The UK Health Authorities recommend that juice is consumed in moderation specially by children and state that only a small glass (150ml) counts towards your 5-a-day, although there is raising demand for juice to be removed from the 5-a-day list because  fibre-low processed juice should not be counted as a portion of fruit. I totally agree.

I am not a fan of processed juices even those from the chiller cabinet or labelled organic, they have little goodness in them despite having had synthetic vitamins added to justify all that sugar. If you do drink them, ensure you have them with non-sugary foods to protect your teeth and also buffer the glucose effect on your blood sugar levels.

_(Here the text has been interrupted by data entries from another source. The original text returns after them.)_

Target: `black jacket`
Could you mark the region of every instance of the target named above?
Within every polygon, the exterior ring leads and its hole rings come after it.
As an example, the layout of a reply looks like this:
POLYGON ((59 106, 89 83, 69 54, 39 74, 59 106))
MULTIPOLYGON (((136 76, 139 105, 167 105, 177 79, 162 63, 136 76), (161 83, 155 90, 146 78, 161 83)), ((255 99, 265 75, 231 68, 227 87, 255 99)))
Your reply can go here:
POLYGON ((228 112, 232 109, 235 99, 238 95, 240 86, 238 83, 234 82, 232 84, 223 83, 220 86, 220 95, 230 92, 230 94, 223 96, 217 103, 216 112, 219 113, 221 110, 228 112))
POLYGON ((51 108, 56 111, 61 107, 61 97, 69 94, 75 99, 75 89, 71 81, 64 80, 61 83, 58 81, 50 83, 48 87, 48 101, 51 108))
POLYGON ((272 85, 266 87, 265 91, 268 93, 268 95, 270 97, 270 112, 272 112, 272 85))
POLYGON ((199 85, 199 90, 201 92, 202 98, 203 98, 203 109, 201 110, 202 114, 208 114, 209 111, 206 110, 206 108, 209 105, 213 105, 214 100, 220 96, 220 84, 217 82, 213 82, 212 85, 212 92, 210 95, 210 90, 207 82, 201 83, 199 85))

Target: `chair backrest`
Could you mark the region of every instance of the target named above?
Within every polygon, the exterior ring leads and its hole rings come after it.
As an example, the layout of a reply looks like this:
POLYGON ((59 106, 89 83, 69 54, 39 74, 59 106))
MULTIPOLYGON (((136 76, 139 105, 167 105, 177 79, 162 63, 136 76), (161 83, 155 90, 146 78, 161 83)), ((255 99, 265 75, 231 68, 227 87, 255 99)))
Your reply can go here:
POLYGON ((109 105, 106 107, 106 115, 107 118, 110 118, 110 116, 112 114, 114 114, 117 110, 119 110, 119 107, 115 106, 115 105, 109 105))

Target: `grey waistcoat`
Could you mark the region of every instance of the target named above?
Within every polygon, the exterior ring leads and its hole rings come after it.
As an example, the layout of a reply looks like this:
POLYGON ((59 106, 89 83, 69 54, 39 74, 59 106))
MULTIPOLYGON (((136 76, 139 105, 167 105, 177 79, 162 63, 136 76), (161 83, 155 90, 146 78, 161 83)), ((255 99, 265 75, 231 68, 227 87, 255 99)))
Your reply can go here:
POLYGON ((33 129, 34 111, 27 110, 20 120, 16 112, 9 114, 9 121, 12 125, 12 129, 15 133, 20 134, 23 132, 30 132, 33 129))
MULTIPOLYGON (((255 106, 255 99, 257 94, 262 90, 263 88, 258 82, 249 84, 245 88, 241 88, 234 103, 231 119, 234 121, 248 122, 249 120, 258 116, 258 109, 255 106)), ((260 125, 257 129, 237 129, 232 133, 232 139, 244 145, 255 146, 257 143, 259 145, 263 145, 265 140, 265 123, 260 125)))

For children, always dilute juice with plenty of water for the same reasons and limit it to once a day, juice should not be a child’s main drink regardless of how much they like it.  Also, read the labels and look for juices not made from concentrate and that do not have any additives like sugar, corn syrup, HFCS, inverted sugar syrup, E numbers, colourings and artificial sweeteners.

The best you can do is to make you own juice, with fresh fruit and vegetables in a very high power blender that will not waste all that gut-friendly fibre and never ever add any sweeteners to it. I’d encourage you to add some protein-rich nut butters, fibre-rich oats, antibacterial coconut milk, good fats from milled seeds, etc to turn your juice into a nutritionally packed smoothie.